Out foraging and exploring my backyard native plant communities is one of my favorite activities.

When I created my Wild Heart Farm haven I was really tired of patriarchy. I was sick of listening to men explain things to me. I wanted to create a place where women rule—they are the decision makers and culture keepers. I wanted to escape capitalism by starting a purpose-driven business that ran on reciprocity and yet I could barely pay myself (let alone others) minimum wage. Everywhere I turned for advice I was asked for a business plan and a greater profit margin, which means growing more, doing more, selling more. I wanted to break colonial legacies, and yet here I am a new age colonist growing flowers on stolen land. These systems are hard to uproot in oneself. For me it is an ongoing conscious effort.

The shecosystem we are part of with other women-owned businesses (chefs, chocolatiers, winemakers, potters, herbalists, earth builders, you name it!) is ever growing, and incredibly resilient. I feel like I am part of a web of goodness. I can both support and be supported. In 2021 a dozen flower farmers from across Arizona gathered at the farm to connect and share challenges and opportunities. Today there are three times that many flower farmers in our state and we are joining forces as the Arizona Flower Collective to get our local stems to florists. Running my own farm I learn new things about myself, about plants, about math; I am constantly growing and evolving. The men involved in our farm are loving and gentle. No one drives a tractor and everyone gets a turn on the broadfork. We all feed each other and are fed.
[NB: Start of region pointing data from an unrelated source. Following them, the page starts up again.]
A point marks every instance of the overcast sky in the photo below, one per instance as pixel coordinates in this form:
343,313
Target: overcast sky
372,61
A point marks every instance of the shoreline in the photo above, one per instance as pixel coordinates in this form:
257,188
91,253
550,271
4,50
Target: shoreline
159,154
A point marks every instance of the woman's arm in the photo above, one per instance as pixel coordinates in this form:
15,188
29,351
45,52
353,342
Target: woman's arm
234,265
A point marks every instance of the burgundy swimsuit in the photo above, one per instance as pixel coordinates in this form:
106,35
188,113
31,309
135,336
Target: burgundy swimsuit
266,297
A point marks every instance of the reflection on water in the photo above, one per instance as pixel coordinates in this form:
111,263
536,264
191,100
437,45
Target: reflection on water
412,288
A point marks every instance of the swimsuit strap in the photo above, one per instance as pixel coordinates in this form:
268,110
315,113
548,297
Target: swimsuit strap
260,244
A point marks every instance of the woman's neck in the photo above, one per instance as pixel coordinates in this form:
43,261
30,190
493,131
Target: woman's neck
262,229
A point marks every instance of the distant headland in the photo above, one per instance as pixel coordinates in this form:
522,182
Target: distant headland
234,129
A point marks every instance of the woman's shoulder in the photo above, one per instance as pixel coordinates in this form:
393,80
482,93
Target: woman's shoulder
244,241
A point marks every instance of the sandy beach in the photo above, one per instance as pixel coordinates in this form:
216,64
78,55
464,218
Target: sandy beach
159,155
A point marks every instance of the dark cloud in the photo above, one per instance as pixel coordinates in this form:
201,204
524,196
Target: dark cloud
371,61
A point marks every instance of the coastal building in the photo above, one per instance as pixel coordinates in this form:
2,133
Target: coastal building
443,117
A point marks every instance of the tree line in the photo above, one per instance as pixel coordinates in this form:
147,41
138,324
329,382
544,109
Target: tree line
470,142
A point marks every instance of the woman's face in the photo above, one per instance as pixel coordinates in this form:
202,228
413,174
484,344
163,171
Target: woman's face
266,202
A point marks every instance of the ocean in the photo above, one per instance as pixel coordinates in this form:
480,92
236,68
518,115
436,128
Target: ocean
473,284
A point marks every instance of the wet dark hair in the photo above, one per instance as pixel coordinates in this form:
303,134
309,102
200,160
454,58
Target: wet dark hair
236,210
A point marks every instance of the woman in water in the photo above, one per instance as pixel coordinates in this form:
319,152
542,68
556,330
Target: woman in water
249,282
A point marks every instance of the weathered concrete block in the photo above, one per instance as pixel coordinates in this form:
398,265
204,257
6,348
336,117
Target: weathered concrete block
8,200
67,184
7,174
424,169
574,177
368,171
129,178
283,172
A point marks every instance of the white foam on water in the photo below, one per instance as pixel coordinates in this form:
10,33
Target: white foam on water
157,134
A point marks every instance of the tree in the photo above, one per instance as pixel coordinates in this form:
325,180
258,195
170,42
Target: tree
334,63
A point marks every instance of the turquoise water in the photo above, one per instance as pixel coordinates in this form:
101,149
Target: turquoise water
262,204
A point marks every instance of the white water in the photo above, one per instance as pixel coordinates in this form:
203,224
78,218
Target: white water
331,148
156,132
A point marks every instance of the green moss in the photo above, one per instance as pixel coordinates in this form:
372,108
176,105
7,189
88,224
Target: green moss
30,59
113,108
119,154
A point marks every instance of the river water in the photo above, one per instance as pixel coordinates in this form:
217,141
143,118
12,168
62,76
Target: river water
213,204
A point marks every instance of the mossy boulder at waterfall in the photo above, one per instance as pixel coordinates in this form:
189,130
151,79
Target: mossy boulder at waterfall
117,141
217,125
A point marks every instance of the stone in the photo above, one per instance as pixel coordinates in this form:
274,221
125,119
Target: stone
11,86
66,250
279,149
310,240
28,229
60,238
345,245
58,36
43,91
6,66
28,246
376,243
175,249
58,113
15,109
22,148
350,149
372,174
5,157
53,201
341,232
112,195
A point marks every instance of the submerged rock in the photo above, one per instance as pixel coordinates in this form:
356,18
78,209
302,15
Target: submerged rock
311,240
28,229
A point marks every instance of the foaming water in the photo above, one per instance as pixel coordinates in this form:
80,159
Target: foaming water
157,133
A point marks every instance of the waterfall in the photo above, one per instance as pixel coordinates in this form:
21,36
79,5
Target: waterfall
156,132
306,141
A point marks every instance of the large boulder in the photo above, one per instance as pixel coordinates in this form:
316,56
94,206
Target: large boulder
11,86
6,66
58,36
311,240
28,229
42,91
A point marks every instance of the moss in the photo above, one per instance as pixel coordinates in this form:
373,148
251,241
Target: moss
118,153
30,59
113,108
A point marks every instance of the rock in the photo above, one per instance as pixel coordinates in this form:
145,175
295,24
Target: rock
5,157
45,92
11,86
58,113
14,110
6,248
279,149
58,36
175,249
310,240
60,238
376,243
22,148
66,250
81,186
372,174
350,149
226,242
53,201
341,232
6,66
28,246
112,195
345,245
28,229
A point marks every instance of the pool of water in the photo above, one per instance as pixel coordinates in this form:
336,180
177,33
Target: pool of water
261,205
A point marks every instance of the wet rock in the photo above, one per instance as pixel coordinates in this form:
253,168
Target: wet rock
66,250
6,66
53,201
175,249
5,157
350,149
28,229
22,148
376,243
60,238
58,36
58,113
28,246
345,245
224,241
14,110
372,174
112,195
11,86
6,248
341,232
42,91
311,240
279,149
Dani and Terri are dear friends and stunt double as floral designers for our events.

There is great satisfaction in creating something bigger than yourself. In making an offering to the world with a few words, placing a dot on Google, inviting people in. Nothing happens quickly—we aren’t all zinnias ready to bloom in 80 days. We won the neighborhood over one flower bouquet at a time in the midst of the COVID pandemic. We slowly grew a community of supporters through our CSA who unflinchingly invest in our farm by purchasing shares upfront when my credit card is maxed out early in the season when there are no flowers to sell. They pump me up every month when I deliver their flowers. These are relationships that are growing and deepening. The children born into our community know this heavenly land of wonder and magic. People need flowers throughout their lives and we are here to bear witness and offer beauty and meaning.

The farm grows all of this, and hopefully as I find inspired moments there will also be more teaching, stories, songs and poems. Thank you for reading this. Feel free to share thoughts in the comments.